2. yes i ALWAYS spend a lot of time conditioning the dog to actually like wearing it ... usually doesn't take that long, but not gonna waste time going into a muzzle conditioning "how tos" ... anyone here already knows how to do that 

anyway, that's about it...hope it makes it clearer if i wasn't, and if you already knew what i meant, sorry to waste your time reading it again


----------



## Joby Becker (Dec 13, 2009)

rick smith said:


> i think i have mentioned this before but since it has come up recently and i feel my comment was not understood i want to quickly explain myself a little better
> 
> - i have said many times i'm a big fan of muzzles and i use them a lot
> - BUT - a lot of this use is NOT to prevent a dog from biting anyone
> ...


great post..

but I am not above (or below) using a muzzle with a 'qualified' stranger to see what a dog intentions are...for safety purposes..


----------



## rick smith (Dec 31, 2010)

re: "but I am not above (or below) using a muzzle with a 'qualified' stranger to see what a dog intentions are...for safety purposes.."
.... for SURE !!.....i'm glad i live near a Navy base where i can find lots of volunteers to help me in the "stranger" category ...usually never costs me more than a beer or a big mac


----------



## Ashley Scott (Feb 9, 2012)

That's a great idea and one I may have to use every so often.

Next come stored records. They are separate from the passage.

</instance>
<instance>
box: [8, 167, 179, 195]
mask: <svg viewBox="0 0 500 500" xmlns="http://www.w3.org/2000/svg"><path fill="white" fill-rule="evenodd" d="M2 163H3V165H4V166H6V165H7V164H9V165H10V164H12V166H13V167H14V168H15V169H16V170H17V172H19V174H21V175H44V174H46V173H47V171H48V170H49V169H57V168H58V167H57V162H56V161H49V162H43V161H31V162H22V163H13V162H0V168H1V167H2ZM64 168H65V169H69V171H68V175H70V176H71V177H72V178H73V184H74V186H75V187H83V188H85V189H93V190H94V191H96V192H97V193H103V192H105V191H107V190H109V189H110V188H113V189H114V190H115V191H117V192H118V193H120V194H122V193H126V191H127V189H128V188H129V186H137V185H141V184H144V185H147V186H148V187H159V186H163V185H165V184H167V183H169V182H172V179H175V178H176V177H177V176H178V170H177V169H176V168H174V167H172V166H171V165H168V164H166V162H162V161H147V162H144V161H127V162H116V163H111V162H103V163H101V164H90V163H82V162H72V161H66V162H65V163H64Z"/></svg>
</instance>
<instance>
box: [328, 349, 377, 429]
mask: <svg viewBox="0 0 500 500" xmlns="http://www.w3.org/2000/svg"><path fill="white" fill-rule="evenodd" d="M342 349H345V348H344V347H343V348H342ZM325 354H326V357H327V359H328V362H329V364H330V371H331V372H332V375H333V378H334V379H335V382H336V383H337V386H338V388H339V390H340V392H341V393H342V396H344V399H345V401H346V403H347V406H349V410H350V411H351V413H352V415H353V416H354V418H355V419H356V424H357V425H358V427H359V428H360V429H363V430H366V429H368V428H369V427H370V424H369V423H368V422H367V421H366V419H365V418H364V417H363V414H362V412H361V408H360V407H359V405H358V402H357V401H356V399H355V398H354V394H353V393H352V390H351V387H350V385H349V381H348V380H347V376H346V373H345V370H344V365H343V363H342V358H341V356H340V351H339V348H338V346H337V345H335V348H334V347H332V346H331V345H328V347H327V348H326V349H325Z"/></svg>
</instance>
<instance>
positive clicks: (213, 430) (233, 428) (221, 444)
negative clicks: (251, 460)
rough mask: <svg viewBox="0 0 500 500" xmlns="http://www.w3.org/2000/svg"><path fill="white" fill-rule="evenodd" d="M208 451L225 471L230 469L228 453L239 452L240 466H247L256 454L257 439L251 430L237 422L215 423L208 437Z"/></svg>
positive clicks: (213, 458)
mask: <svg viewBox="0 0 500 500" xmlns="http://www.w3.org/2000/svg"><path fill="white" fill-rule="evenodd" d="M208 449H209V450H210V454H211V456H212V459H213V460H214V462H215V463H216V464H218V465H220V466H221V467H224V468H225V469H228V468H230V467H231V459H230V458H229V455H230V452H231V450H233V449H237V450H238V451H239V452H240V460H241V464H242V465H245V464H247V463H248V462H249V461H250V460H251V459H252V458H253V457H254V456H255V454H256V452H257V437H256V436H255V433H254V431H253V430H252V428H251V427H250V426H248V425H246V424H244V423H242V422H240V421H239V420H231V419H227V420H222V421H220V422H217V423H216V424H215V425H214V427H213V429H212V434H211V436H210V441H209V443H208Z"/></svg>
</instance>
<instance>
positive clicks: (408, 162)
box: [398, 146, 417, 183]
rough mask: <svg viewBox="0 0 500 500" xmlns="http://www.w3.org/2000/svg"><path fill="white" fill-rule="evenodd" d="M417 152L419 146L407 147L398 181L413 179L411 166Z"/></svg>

All of my dogs are trained to a muzzle, if for nothing else, if they get hurt and have to be muzzled, it's something that they are used to. If I am out in public, I have also been known to use a service dog vest with "in training, please do not pet" on it. Most people are pretty respectful of that, and my dog doesn't get the jittery vibes from people walking past them that are afraid of dogs in muzzles. (*Note* I never try to go anywhere I shouldn't with my dog while in a service dog vest. I am just talking public parks, etc)


----------